Are the Rams' defensive concerns (especially in the secondary) actually warranted?
"The Rams’ offseason has been fun, from retaining Matthew Stafford and Alaric Jackson to signing Davante Adams and Poona Ford. Then again, general manager Les Snead has barely touched a secondary that placed 19th in PFF coverage grade a season ago. For now, Los Angeles appears content to trot out both Ahkello Witherspoon (62.6 PFF coverage grade) and Darious Williams (59.8 PFF coverage grade) as its starting perimeter cornerbacks, not signing or drafting one altogether. Safety may have a slightly better outlook if Kamren Kinchens (73.7 PFF coverage grade) receives more playing time, but Quentin Lake and Kamren Curl each finished below a 62.5 PFF coverage grade.

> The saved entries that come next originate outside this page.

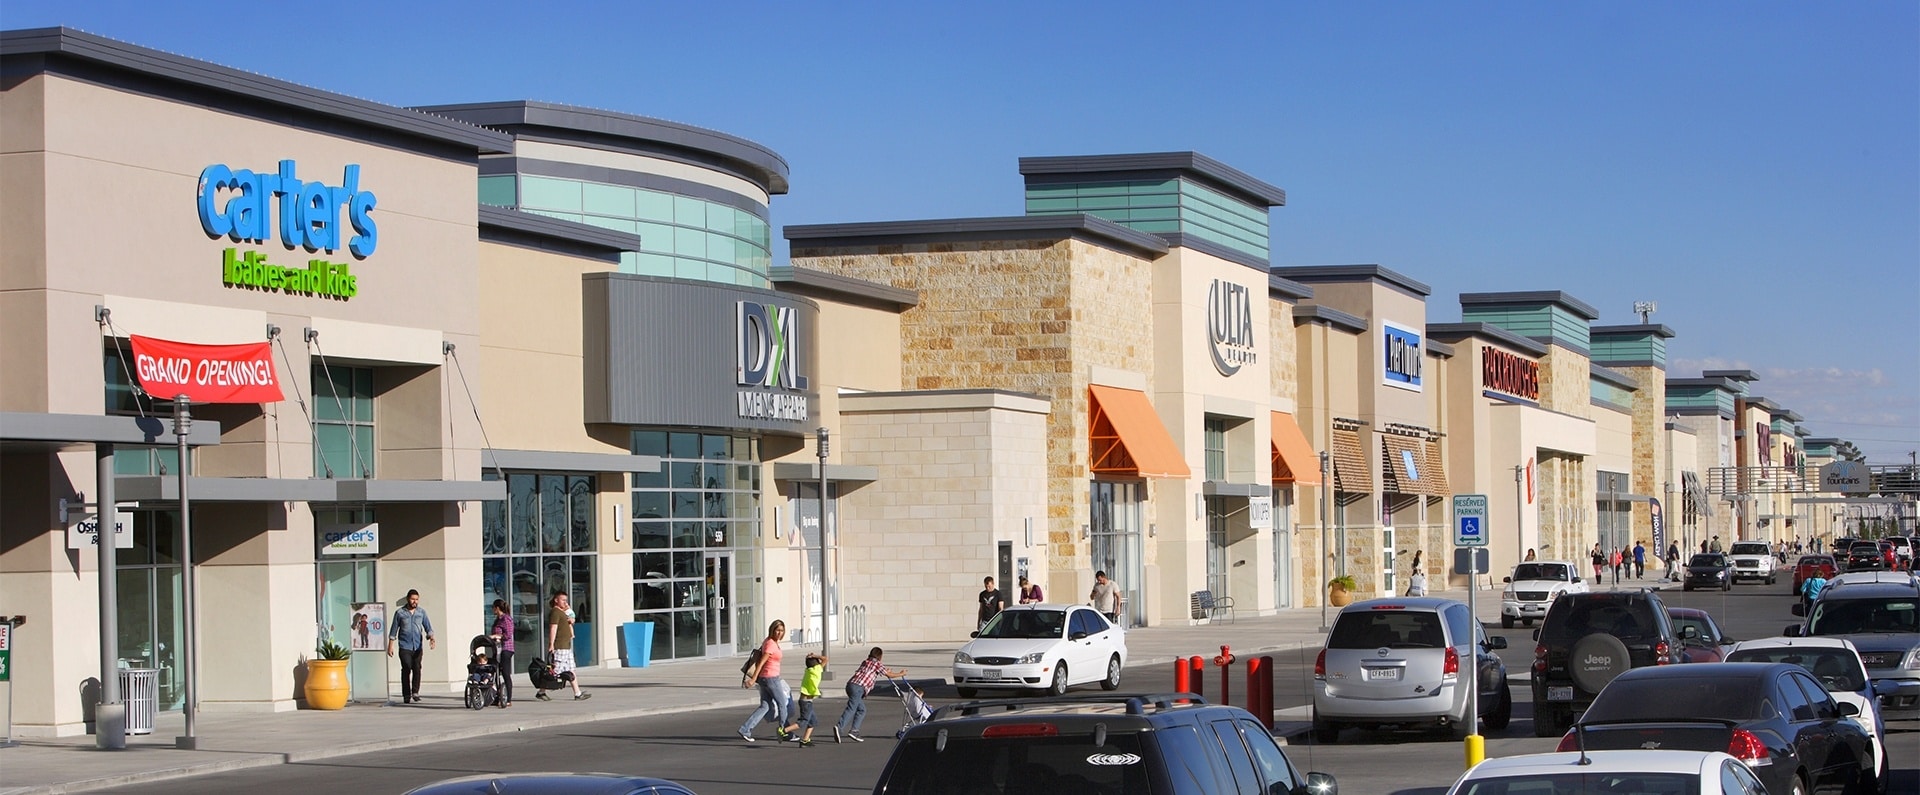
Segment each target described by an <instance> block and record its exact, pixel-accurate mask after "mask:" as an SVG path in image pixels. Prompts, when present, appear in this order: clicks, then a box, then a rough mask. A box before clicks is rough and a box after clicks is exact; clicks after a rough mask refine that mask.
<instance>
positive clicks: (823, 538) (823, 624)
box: [814, 426, 833, 676]
mask: <svg viewBox="0 0 1920 795" xmlns="http://www.w3.org/2000/svg"><path fill="white" fill-rule="evenodd" d="M814 440H816V446H814V447H816V453H818V455H820V657H822V659H831V657H829V655H828V645H829V643H831V641H833V630H829V628H831V626H833V605H829V599H828V593H831V591H833V586H831V582H829V580H831V570H833V565H831V559H829V557H828V549H829V547H828V428H826V426H820V428H818V430H814ZM820 672H822V676H826V668H822V670H820Z"/></svg>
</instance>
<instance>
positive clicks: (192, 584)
mask: <svg viewBox="0 0 1920 795" xmlns="http://www.w3.org/2000/svg"><path fill="white" fill-rule="evenodd" d="M188 405H192V399H188V397H186V396H184V394H182V396H175V397H173V442H175V449H177V451H179V457H180V465H179V467H177V470H179V472H177V476H179V478H180V611H182V613H184V614H186V622H184V624H186V626H184V630H186V632H182V634H184V638H182V643H180V695H182V701H180V716H184V718H186V734H184V735H179V737H173V747H177V749H182V751H192V749H196V747H198V745H200V739H198V737H196V735H194V714H196V712H200V709H198V707H200V705H198V699H200V682H198V657H200V645H198V643H196V641H198V634H200V613H198V611H194V591H196V582H194V580H196V578H194V513H192V501H188V495H186V472H188V469H190V467H188V449H186V436H188V434H190V432H192V430H194V415H192V413H190V411H188Z"/></svg>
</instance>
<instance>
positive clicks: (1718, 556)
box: [1680, 553, 1734, 591]
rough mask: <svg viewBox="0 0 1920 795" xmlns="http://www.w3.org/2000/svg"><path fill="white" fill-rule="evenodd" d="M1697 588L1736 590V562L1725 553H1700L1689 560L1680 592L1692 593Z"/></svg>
mask: <svg viewBox="0 0 1920 795" xmlns="http://www.w3.org/2000/svg"><path fill="white" fill-rule="evenodd" d="M1695 588H1718V590H1722V591H1730V590H1734V561H1732V559H1730V557H1726V555H1724V553H1699V555H1693V557H1692V559H1688V561H1686V580H1680V590H1684V591H1692V590H1695Z"/></svg>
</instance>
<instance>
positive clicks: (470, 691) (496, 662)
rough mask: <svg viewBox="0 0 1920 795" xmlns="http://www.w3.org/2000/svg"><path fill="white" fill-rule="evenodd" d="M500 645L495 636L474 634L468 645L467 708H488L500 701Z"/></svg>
mask: <svg viewBox="0 0 1920 795" xmlns="http://www.w3.org/2000/svg"><path fill="white" fill-rule="evenodd" d="M495 661H499V647H497V645H495V641H493V636H474V639H472V643H468V645H467V709H486V707H488V705H492V703H499V699H501V686H499V676H501V670H499V664H497V662H495Z"/></svg>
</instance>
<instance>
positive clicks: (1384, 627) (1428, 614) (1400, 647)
mask: <svg viewBox="0 0 1920 795" xmlns="http://www.w3.org/2000/svg"><path fill="white" fill-rule="evenodd" d="M1327 647H1329V649H1442V647H1446V632H1444V630H1442V626H1440V614H1438V613H1430V611H1357V613H1342V614H1340V620H1336V622H1334V624H1332V634H1331V636H1327Z"/></svg>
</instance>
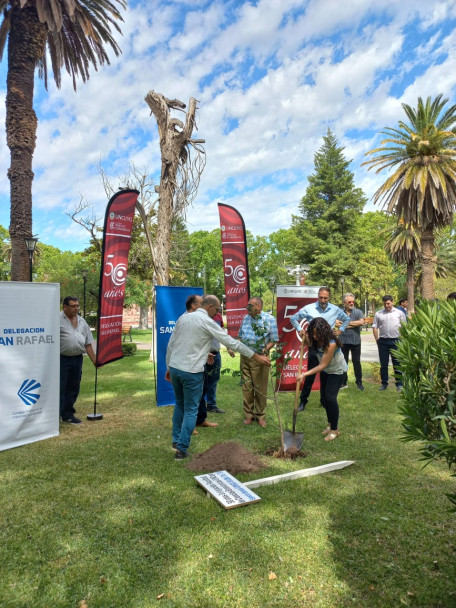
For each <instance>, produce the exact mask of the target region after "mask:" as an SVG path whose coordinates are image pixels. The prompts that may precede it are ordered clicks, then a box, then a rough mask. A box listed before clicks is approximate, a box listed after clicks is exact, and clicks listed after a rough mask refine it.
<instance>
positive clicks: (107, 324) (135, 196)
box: [96, 190, 139, 367]
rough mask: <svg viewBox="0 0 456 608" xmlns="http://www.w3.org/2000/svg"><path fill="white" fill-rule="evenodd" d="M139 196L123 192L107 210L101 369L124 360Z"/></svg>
mask: <svg viewBox="0 0 456 608" xmlns="http://www.w3.org/2000/svg"><path fill="white" fill-rule="evenodd" d="M138 195H139V192H138V191H137V190H121V191H120V192H117V193H116V194H114V196H112V197H111V200H110V201H109V203H108V206H107V208H106V214H105V223H104V230H103V253H102V258H101V259H102V264H101V270H100V292H99V299H98V323H97V360H96V366H97V367H100V366H101V365H105V364H106V363H110V362H111V361H116V359H121V358H122V357H123V355H122V315H123V303H124V297H125V283H126V280H127V270H128V252H129V251H130V240H131V231H132V228H133V218H134V215H135V205H136V201H137V199H138Z"/></svg>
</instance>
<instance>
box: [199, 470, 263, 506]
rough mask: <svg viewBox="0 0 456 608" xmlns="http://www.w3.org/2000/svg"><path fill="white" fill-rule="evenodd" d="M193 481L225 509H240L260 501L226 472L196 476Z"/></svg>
mask: <svg viewBox="0 0 456 608" xmlns="http://www.w3.org/2000/svg"><path fill="white" fill-rule="evenodd" d="M195 479H196V481H197V482H198V483H199V484H200V486H202V487H203V488H204V489H205V490H207V492H209V494H211V496H213V497H214V498H215V500H216V501H217V502H219V503H220V504H221V505H222V507H225V509H233V508H234V507H242V506H245V505H247V504H252V503H254V502H258V501H259V500H261V498H260V497H259V496H258V495H257V494H255V492H252V490H249V488H247V487H246V486H245V485H244V484H243V483H242V482H240V481H238V480H237V479H236V478H235V477H233V476H232V475H230V473H228V471H217V472H215V473H207V474H206V475H196V476H195Z"/></svg>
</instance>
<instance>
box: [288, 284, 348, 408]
mask: <svg viewBox="0 0 456 608" xmlns="http://www.w3.org/2000/svg"><path fill="white" fill-rule="evenodd" d="M330 296H331V290H330V289H329V287H320V289H319V290H318V300H317V301H316V302H312V304H307V305H306V306H304V307H303V308H301V310H298V312H297V313H295V314H294V315H293V316H292V317H291V319H290V321H291V324H292V325H293V327H294V328H295V329H296V331H297V332H298V333H299V335H300V336H301V338H302V337H303V336H304V333H305V332H304V330H303V328H302V326H301V324H300V323H301V321H303V320H305V321H307V322H308V323H310V321H312V319H315V318H316V317H322V318H323V319H325V321H327V322H328V323H329V325H330V326H331V327H334V325H335V323H336V321H340V322H341V323H342V325H341V326H340V327H339V329H334V334H335V335H336V336H340V334H341V333H342V332H343V331H345V328H346V327H347V326H348V324H349V323H350V317H349V316H348V315H347V314H346V313H345V312H344V311H343V310H342V309H341V308H339V307H338V306H335V305H334V304H331V303H330V301H329V298H330ZM318 364H319V361H318V358H317V355H316V353H315V351H314V350H313V349H311V348H309V352H308V355H307V369H308V370H309V369H313V368H314V367H316V366H317V365H318ZM314 380H315V376H314V375H312V376H306V379H305V381H304V386H303V389H302V391H301V398H300V401H299V407H298V411H299V412H302V411H303V410H304V408H305V407H306V404H307V401H308V400H309V395H310V392H311V390H312V386H313V383H314Z"/></svg>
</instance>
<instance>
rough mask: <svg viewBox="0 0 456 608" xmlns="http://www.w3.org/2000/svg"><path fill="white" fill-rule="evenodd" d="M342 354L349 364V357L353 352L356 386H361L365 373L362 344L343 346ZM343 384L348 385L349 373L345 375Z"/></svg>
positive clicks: (353, 366)
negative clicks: (350, 352) (362, 366)
mask: <svg viewBox="0 0 456 608" xmlns="http://www.w3.org/2000/svg"><path fill="white" fill-rule="evenodd" d="M342 352H343V354H344V359H345V361H346V362H347V363H348V356H349V354H350V352H351V354H352V363H353V371H354V372H355V381H356V384H361V383H362V381H363V372H362V371H361V344H343V345H342ZM342 384H347V372H345V373H344V379H343V382H342Z"/></svg>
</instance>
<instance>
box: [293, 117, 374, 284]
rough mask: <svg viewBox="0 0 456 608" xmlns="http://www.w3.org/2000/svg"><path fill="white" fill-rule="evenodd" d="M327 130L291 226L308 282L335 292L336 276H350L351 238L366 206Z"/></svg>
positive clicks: (352, 250) (340, 149)
mask: <svg viewBox="0 0 456 608" xmlns="http://www.w3.org/2000/svg"><path fill="white" fill-rule="evenodd" d="M343 150H344V148H343V147H340V146H339V145H338V142H337V139H336V137H335V136H334V134H333V133H332V132H331V131H330V130H329V129H328V132H327V134H326V135H325V136H324V137H323V145H322V147H321V148H320V149H319V150H318V152H316V153H315V157H314V163H315V171H314V173H313V174H312V175H310V176H309V177H308V181H309V185H308V187H307V189H306V193H305V195H304V196H303V198H302V199H301V202H300V204H299V207H298V209H299V212H300V213H299V215H297V216H294V217H293V227H294V229H295V231H296V235H297V237H298V239H299V241H300V244H299V246H298V248H297V251H296V253H297V255H298V261H299V262H300V263H304V264H309V265H310V266H311V271H310V275H309V282H313V283H316V284H322V283H324V284H328V285H329V286H330V287H333V288H334V287H336V285H338V284H339V281H340V278H341V277H355V276H356V274H355V265H354V264H353V250H354V248H353V239H354V238H355V233H356V232H355V226H356V225H357V220H358V216H359V215H360V213H361V212H362V210H363V207H364V205H365V203H366V201H367V199H366V197H365V195H364V193H363V192H362V190H361V189H360V188H356V187H355V184H354V177H353V173H352V172H351V171H350V170H349V165H350V161H347V160H346V158H345V157H344V154H343Z"/></svg>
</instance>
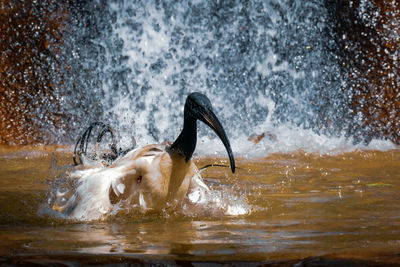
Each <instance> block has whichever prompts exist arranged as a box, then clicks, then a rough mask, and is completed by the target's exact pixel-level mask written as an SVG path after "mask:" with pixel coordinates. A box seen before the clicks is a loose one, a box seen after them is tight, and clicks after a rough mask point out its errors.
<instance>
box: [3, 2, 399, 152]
mask: <svg viewBox="0 0 400 267" xmlns="http://www.w3.org/2000/svg"><path fill="white" fill-rule="evenodd" d="M399 11H400V4H399V2H398V1H378V0H372V1H370V0H368V1H367V0H354V1H352V0H325V1H320V0H311V1H301V0H281V1H277V0H269V1H223V0H219V1H207V2H204V1H191V2H190V3H182V2H181V1H157V0H154V1H153V0H152V1H100V0H99V1H92V0H89V1H73V0H71V1H50V0H45V1H18V2H16V1H4V0H2V1H0V32H1V33H0V37H1V39H0V53H1V56H0V143H3V144H11V145H14V144H15V145H25V144H67V145H68V144H73V143H74V142H75V141H76V139H77V136H78V134H79V133H81V132H82V131H83V130H84V128H85V127H87V126H88V124H89V123H90V122H92V121H97V120H101V121H104V122H107V123H110V124H111V125H112V126H113V127H115V128H116V129H117V130H118V132H119V134H120V136H121V138H122V139H121V140H123V141H121V142H122V143H123V144H125V145H126V146H128V145H129V142H130V141H131V138H130V137H131V136H134V137H135V139H136V141H137V142H138V144H139V145H141V144H146V143H150V142H161V141H164V140H173V139H174V138H175V137H176V136H177V135H178V133H179V131H180V129H181V127H182V118H183V104H184V101H185V99H186V95H187V94H188V93H190V92H192V91H200V92H203V93H205V94H207V96H208V97H209V98H210V99H211V102H212V103H213V106H214V109H215V110H216V113H217V115H218V116H219V117H220V119H221V121H222V122H223V124H224V126H225V128H226V131H227V132H228V135H229V136H230V139H231V140H235V141H233V143H234V144H235V143H237V144H239V143H240V142H244V141H246V142H247V140H248V138H249V136H251V135H253V136H254V134H255V135H259V137H260V135H262V134H264V135H263V136H266V137H265V138H263V139H265V141H264V143H263V149H271V147H273V146H274V145H273V144H274V142H275V143H279V144H280V146H279V148H277V149H276V150H282V143H284V142H285V140H288V139H290V138H297V137H298V136H299V132H300V133H303V135H304V136H306V137H307V136H308V137H307V138H308V139H307V138H304V139H305V140H309V139H312V140H316V139H318V140H317V141H313V142H317V143H318V144H317V145H316V147H317V148H316V149H319V148H318V145H320V144H322V143H326V142H330V141H332V140H345V141H344V143H343V142H333V144H332V145H330V149H332V148H337V147H338V146H345V145H346V144H349V143H350V144H364V145H368V144H369V143H370V142H371V141H372V140H376V139H378V140H388V141H390V142H393V143H395V144H400V90H399V88H398V83H399V77H400V75H399V73H398V70H399V68H398V60H399V59H398V58H399V56H400V54H399V52H400V50H399V48H398V44H399V40H400V39H399V29H400V28H399V23H400V21H399V19H400V14H399ZM209 135H210V132H209V130H208V129H206V128H205V127H200V133H199V136H200V139H201V140H204V139H210V138H213V137H209ZM304 136H303V137H304ZM261 137H262V136H261ZM319 139H320V140H319ZM280 140H281V141H280ZM280 142H281V143H280ZM307 142H308V141H307ZM307 142H305V143H303V144H300V145H299V144H294V145H293V147H289V148H288V149H297V148H299V147H300V148H301V147H302V146H304V147H305V146H309V145H310V143H309V142H308V143H307ZM288 146H291V145H290V144H289V145H288ZM221 147H222V146H221ZM236 150H241V148H240V147H239V146H238V145H237V146H236ZM221 151H223V148H221Z"/></svg>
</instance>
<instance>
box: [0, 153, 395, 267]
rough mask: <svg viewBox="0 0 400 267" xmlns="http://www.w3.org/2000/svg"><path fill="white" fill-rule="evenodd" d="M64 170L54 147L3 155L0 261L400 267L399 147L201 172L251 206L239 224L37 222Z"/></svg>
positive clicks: (134, 221)
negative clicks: (48, 198)
mask: <svg viewBox="0 0 400 267" xmlns="http://www.w3.org/2000/svg"><path fill="white" fill-rule="evenodd" d="M220 161H221V160H220V159H215V158H202V159H200V160H198V161H197V163H198V164H197V165H198V166H200V167H201V166H203V165H205V164H209V163H219V162H220ZM68 164H71V153H70V152H57V150H56V148H53V147H44V148H43V147H39V148H7V147H3V148H1V149H0V178H1V179H0V236H1V238H0V264H20V263H41V264H49V265H50V264H54V263H63V264H72V263H80V264H92V263H96V264H99V263H104V264H106V263H121V262H125V263H126V262H130V263H140V264H143V263H154V262H158V261H162V262H163V263H172V264H182V263H188V262H192V263H193V262H204V261H212V262H220V263H224V262H225V263H226V262H230V263H232V262H236V261H238V262H241V263H242V262H251V263H259V262H263V263H271V264H277V263H278V264H284V265H292V264H295V263H304V264H311V265H312V264H314V265H316V264H321V263H322V264H328V263H329V264H331V263H334V264H338V265H340V264H349V263H352V264H354V263H356V264H360V263H361V264H362V265H364V264H369V265H374V264H377V265H381V264H399V265H400V193H399V189H400V150H392V151H386V152H379V151H355V152H351V153H344V154H338V155H335V156H320V155H317V154H306V153H304V152H301V151H298V152H295V153H292V154H274V155H270V156H268V157H266V158H261V159H255V160H245V159H241V158H238V159H237V165H238V166H239V169H238V170H237V173H236V174H235V175H232V174H230V173H229V171H228V169H227V168H216V167H212V168H208V169H207V170H205V171H204V172H203V174H202V175H203V177H204V178H205V180H206V181H207V183H208V184H209V185H210V186H211V187H212V188H213V190H217V191H220V192H221V193H222V194H225V193H226V194H227V195H230V197H232V196H235V195H236V196H241V197H242V198H243V201H244V202H246V203H247V204H248V205H249V214H248V215H242V216H236V217H235V216H223V215H221V214H218V213H216V214H213V213H203V214H188V213H185V214H183V213H180V212H177V213H173V214H158V215H138V214H125V215H120V216H116V217H110V218H107V219H106V220H104V221H95V222H90V223H87V222H85V223H82V222H71V221H66V220H62V219H55V218H53V217H50V216H47V215H46V216H45V215H40V214H41V213H40V210H41V209H42V208H43V206H46V202H47V199H48V196H49V190H50V188H51V184H52V183H53V181H54V179H55V177H57V176H60V175H62V173H63V169H62V166H66V165H68ZM56 166H58V167H59V168H60V169H58V168H56Z"/></svg>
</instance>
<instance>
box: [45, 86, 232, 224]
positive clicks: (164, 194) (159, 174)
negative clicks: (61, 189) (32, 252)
mask: <svg viewBox="0 0 400 267" xmlns="http://www.w3.org/2000/svg"><path fill="white" fill-rule="evenodd" d="M183 115H184V116H183V117H184V119H183V129H182V130H181V132H180V134H179V135H178V137H177V138H176V140H175V141H174V142H171V143H162V144H152V145H146V146H144V147H141V148H134V149H131V150H127V151H121V149H120V151H118V150H117V149H116V145H115V141H114V139H115V138H114V131H113V130H112V129H111V128H110V127H109V126H107V125H105V124H103V123H94V124H92V125H91V126H90V127H89V128H88V129H87V130H86V131H85V132H84V133H83V135H82V136H81V137H80V138H79V139H78V142H77V144H76V146H75V150H74V156H73V160H74V163H75V165H76V166H75V167H74V169H73V170H72V171H71V173H69V177H70V179H71V181H72V183H73V185H74V186H73V189H71V190H58V191H57V192H56V194H55V200H54V204H53V206H52V209H53V210H55V211H57V212H59V213H60V214H62V215H63V216H65V217H69V218H74V219H78V220H93V219H101V218H103V217H104V216H106V215H107V214H110V213H112V212H115V210H116V207H117V208H118V207H137V208H139V210H141V211H142V212H160V211H165V210H175V209H177V208H179V207H182V203H183V202H184V201H185V199H190V200H192V201H197V200H199V199H200V198H201V196H204V195H205V194H207V193H209V192H210V189H209V187H208V186H207V185H206V184H205V183H204V181H203V179H202V178H201V175H200V172H199V170H198V169H197V167H196V165H195V164H194V162H193V159H192V156H193V153H194V151H195V148H196V142H197V121H198V120H199V121H201V122H203V123H205V124H206V125H207V126H208V127H210V128H211V129H212V130H213V131H214V132H215V134H216V135H217V136H218V137H219V138H220V140H221V141H222V143H223V145H224V146H225V149H226V151H227V154H228V157H229V161H230V168H231V171H232V173H235V158H234V155H233V152H232V149H231V145H230V142H229V139H228V137H227V135H226V132H225V130H224V128H223V127H222V124H221V122H220V121H219V119H218V118H217V116H216V115H215V113H214V111H213V107H212V105H211V102H210V100H209V99H208V97H207V96H206V95H204V94H202V93H199V92H193V93H190V94H189V95H188V96H187V98H186V102H185V106H184V114H183ZM96 125H100V126H101V127H102V130H101V132H100V134H99V135H98V137H97V143H96V154H97V156H96V157H94V158H90V157H88V156H87V153H86V150H87V142H88V140H89V136H90V134H91V131H92V128H93V127H94V126H96ZM107 132H109V133H110V134H111V137H112V140H113V143H112V145H111V146H110V147H111V153H110V154H108V155H105V156H99V153H98V151H97V149H98V146H97V144H98V143H99V142H100V141H101V139H102V137H103V136H104V135H105V134H106V133H107ZM78 159H79V161H78ZM99 159H103V161H102V162H101V161H100V162H99Z"/></svg>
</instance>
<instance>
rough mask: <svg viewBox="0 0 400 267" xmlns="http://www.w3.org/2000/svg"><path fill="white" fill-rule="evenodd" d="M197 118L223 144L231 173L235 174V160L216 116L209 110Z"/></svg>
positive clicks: (201, 113) (212, 112)
mask: <svg viewBox="0 0 400 267" xmlns="http://www.w3.org/2000/svg"><path fill="white" fill-rule="evenodd" d="M199 115H200V116H198V119H199V120H201V121H202V122H204V123H205V124H206V125H208V126H209V127H210V128H211V129H213V130H214V132H215V133H216V134H217V135H218V137H219V138H220V139H221V141H222V143H223V144H224V146H225V148H226V151H227V152H228V156H229V161H230V164H231V170H232V173H235V158H234V157H233V153H232V149H231V145H230V143H229V140H228V137H227V136H226V133H225V130H224V128H223V127H222V125H221V123H220V122H219V120H218V118H217V116H216V115H215V114H214V112H213V111H212V110H211V109H204V110H203V112H201V113H200V114H199Z"/></svg>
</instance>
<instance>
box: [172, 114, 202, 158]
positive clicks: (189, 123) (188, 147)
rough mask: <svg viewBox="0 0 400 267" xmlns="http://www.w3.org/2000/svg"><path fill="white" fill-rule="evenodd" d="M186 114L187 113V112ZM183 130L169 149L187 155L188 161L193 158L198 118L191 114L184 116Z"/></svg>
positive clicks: (185, 114)
mask: <svg viewBox="0 0 400 267" xmlns="http://www.w3.org/2000/svg"><path fill="white" fill-rule="evenodd" d="M185 115H186V114H185ZM184 117H185V119H184V121H183V130H182V132H181V133H180V134H179V136H178V138H177V139H176V140H175V142H174V143H173V144H172V145H171V147H170V148H169V151H171V152H173V153H178V154H180V155H182V156H183V157H185V160H186V161H189V160H190V159H191V158H192V155H193V152H194V150H195V148H196V141H197V120H196V119H195V118H193V117H191V116H184Z"/></svg>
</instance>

The Rams' burgeoning defensive line should be strong, but their secondary remains a problem — barring a reunion with Jalen Ramsey or another signing."
It's not that they're wrong – those stats are, technically, correct – but the problem here is that they don't tell the entire story. There's no denying the Rams' defense struggled at times, but they excelled in the playoffs and finished the season looking like a unit that had finally figured something out – you don't luck into 16 sacks in two playoff games. It'd make sense that Snead finally saw what he was looking for all year and decided that, just maybe, securing a franchise quarterback was a more pressing concern than overreacting to a young defense's learning curve.
But also, you know, Jalen Ramsey certainly couldn't hurt.